Je restai silencieux. Punir tous les autres soldats parce qu’un homme avait mangé des poires, c’était complètement dénué de sens. Au cours des quelques jours vécus ici, j’avais commencé à éprouver une affection discrète pour les cryptographes sous mes ordres. Je ne voulais pas qu’ils subissent une punition infondée. Sans changer d’expression, je restai obstinément silencieux. Le premier maître Kira se détourna subitement puis partit d’un pas rapide en direction du poste de transmission.

Je me retournai et continuai mon repas. Depuis que j’avais été enrôlé, j’étais passé en tant que soldat par les différents corps d’infanterie de marine du District naval de Sasebo, par l’unité des transmissions de Sasebo, et par l’unité aérienne d’Ibusuki. Les souvenirs de nombreuses humiliations étaient encore vifs dans mon esprit. Un nombre incalculable d’entre eux étaient si désagréables qu’y repenser me donnait envie de grincer des dents. Il était effrayant de me voir moi-même évoluer à vue d’œil vers la servilité.

Qui plus est, maintenant que j’allais bientôt mourir, quel était l’objet de tout cela ?

Je finis mon repas dans une humeur sombre. Je quittai l’abri, descendis le chemin à la lueur du soleil couchant, et pénétrai dans la salle de cryptage. Je pris ensuite la relève du service.

Les télégrammes étaient peu nombreux. Même en parcourant la liste des échanges du jour, je ne vis que des messages de peu d’importance : un avion Ginga avait quitté tel ou tel endroit ou bien des marchandises avaient été expédiées par wagon portant tel numéro. L’officier de service chargé du cryptage somnolait. On entendait le crépitement des appareils aux quatre coins de la pièce. La moitié des télégraphistes étaient des soldats de l’École préparatoire d’aviation de la Marine. En raison du nombre insuffisant d’avions d’entraînement, ce groupe-là avait été affecté aux transmissions. Le coude sur la table et la tête appuyée sur la main, je fermai les yeux… 

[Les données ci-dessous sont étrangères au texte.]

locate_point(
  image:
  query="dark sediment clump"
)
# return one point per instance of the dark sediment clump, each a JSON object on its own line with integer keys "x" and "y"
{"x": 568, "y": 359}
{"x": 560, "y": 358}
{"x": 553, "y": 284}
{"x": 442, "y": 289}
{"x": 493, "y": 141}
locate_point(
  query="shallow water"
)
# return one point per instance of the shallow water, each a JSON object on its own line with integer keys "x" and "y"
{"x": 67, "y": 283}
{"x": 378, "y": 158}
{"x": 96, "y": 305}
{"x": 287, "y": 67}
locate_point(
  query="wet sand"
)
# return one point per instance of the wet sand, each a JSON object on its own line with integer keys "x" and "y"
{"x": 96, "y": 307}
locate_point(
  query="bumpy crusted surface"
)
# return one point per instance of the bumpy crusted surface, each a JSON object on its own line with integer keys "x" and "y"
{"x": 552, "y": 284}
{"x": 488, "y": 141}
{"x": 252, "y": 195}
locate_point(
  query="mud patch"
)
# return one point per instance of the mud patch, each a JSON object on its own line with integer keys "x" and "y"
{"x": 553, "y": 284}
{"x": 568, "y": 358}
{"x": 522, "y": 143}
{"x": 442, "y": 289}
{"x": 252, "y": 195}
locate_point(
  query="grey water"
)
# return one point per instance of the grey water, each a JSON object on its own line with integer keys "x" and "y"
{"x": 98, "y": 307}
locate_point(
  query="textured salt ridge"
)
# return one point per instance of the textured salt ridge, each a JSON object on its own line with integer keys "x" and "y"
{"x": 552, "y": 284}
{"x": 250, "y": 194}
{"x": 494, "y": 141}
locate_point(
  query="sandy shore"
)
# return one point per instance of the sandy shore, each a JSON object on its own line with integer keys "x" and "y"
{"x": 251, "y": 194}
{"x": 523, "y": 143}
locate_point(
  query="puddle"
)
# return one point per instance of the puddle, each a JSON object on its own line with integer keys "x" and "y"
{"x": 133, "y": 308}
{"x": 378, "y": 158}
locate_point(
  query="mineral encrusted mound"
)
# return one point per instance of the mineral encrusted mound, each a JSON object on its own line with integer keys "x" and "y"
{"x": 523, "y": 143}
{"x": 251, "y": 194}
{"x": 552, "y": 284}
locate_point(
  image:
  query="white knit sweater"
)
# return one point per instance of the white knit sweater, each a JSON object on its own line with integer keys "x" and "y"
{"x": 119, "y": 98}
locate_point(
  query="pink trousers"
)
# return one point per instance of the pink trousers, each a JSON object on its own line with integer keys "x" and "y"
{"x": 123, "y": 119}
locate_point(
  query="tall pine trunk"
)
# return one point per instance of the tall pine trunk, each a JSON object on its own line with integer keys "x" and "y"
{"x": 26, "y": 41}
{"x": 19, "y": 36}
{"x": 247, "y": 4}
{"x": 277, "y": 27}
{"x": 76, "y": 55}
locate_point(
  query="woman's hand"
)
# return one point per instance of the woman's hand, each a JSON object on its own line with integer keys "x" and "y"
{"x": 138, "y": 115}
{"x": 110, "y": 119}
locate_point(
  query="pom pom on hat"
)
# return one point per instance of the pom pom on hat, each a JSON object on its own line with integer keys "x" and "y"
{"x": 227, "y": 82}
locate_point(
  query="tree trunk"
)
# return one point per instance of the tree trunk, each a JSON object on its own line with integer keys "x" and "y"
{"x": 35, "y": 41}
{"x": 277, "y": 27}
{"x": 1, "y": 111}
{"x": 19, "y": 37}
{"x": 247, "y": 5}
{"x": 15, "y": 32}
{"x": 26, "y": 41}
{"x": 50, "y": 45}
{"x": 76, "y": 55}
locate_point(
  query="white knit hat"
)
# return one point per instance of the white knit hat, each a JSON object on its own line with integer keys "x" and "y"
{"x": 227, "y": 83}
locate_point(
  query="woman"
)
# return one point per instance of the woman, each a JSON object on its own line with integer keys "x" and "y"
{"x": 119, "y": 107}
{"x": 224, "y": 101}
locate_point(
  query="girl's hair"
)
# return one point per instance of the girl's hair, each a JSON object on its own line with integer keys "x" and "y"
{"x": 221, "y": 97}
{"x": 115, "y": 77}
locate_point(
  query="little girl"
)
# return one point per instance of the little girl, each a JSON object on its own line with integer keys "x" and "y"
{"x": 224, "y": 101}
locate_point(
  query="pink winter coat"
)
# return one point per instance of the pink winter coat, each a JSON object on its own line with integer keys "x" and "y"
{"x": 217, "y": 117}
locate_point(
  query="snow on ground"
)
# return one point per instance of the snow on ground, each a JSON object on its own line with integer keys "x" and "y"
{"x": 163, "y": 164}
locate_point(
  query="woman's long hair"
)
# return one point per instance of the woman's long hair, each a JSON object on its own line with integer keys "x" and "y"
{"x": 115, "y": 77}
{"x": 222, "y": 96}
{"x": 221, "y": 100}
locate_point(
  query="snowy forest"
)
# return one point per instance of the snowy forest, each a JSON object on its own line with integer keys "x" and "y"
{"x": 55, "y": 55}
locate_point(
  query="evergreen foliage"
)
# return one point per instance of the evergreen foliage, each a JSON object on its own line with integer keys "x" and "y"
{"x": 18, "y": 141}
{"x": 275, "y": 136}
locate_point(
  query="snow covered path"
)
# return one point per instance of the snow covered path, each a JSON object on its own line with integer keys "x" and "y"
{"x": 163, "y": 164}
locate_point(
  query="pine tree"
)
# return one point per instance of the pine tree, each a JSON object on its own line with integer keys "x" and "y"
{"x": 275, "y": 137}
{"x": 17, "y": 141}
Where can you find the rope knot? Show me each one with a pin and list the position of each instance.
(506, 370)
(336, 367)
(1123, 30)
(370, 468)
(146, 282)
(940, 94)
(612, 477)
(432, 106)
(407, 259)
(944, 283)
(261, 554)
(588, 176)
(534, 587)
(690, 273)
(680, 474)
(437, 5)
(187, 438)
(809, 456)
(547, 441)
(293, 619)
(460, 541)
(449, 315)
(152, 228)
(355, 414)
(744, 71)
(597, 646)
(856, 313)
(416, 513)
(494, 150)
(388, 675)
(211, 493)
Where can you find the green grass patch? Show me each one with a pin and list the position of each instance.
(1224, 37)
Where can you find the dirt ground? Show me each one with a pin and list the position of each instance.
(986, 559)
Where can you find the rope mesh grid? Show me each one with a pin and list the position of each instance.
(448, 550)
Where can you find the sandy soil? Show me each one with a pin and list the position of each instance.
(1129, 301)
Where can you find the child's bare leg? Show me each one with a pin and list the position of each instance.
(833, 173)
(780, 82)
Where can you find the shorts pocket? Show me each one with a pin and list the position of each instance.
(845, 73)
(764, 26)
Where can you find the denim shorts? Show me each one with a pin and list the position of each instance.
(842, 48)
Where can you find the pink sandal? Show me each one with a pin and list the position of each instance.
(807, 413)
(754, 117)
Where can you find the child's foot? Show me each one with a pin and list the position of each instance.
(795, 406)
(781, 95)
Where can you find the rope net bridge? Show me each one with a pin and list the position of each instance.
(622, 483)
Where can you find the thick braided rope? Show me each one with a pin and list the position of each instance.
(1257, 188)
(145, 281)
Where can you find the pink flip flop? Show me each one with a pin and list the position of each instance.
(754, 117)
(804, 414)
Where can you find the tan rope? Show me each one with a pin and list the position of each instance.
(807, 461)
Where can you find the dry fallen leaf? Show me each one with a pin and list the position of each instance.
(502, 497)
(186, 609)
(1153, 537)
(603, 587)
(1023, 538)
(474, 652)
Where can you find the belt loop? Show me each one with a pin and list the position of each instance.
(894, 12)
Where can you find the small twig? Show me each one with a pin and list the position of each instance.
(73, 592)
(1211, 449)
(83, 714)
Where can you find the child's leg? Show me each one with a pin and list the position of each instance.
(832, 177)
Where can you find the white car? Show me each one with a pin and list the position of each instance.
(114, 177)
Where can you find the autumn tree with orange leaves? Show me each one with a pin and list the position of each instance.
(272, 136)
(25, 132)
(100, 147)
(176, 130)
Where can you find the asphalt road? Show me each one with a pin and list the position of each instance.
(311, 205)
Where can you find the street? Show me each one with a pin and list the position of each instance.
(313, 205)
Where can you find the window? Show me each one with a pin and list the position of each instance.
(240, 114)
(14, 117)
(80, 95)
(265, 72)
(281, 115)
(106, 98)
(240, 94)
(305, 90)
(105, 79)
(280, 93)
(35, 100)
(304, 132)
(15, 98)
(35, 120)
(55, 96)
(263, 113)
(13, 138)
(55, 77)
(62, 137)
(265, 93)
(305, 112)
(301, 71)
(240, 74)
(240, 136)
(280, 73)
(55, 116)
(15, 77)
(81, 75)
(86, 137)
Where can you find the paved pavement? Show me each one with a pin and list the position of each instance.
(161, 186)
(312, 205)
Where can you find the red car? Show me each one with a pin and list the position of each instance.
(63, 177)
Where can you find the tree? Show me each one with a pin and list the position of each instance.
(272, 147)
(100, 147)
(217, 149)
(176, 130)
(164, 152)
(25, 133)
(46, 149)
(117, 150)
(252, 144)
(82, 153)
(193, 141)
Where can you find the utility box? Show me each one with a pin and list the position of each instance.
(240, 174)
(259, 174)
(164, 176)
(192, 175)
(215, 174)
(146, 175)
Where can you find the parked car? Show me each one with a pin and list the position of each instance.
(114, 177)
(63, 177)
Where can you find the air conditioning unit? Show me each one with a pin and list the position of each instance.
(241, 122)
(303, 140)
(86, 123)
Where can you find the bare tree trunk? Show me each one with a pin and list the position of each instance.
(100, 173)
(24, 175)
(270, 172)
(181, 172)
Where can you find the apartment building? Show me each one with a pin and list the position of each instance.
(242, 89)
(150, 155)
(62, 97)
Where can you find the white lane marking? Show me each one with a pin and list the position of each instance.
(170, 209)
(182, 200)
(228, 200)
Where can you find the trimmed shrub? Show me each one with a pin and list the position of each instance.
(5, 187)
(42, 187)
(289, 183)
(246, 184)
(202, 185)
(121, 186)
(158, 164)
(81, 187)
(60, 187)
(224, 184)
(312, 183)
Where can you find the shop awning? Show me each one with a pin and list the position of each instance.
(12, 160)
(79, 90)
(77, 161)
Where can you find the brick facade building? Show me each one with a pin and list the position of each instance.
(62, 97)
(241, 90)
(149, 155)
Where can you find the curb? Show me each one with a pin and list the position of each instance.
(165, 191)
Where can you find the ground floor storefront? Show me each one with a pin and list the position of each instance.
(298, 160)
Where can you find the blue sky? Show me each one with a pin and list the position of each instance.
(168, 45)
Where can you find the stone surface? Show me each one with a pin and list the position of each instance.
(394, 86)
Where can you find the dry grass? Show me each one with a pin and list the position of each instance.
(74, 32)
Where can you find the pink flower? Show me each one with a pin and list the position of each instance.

Un peu plus tôt, alors que je descendais le sentier au soleil couchant, un vieil avion d’entraînement était passé au-dessus de la paisible baie de Kagoshima. Peut-être parce qu’il volait contre le vent, il donnait un peu l’air de se traîner dans le ciel en faisant vibrer ses ailes. Il y avait deux ou trois jours, j’avais entendu dire que les Unités spéciales d’attaque[1] employaient ce type d’avion. Je restai immobile avec l’envie de fermer les yeux, mais il m’était impossible de détourner le regard. J’imaginais le jeune aviateur qui se trouvait à bord.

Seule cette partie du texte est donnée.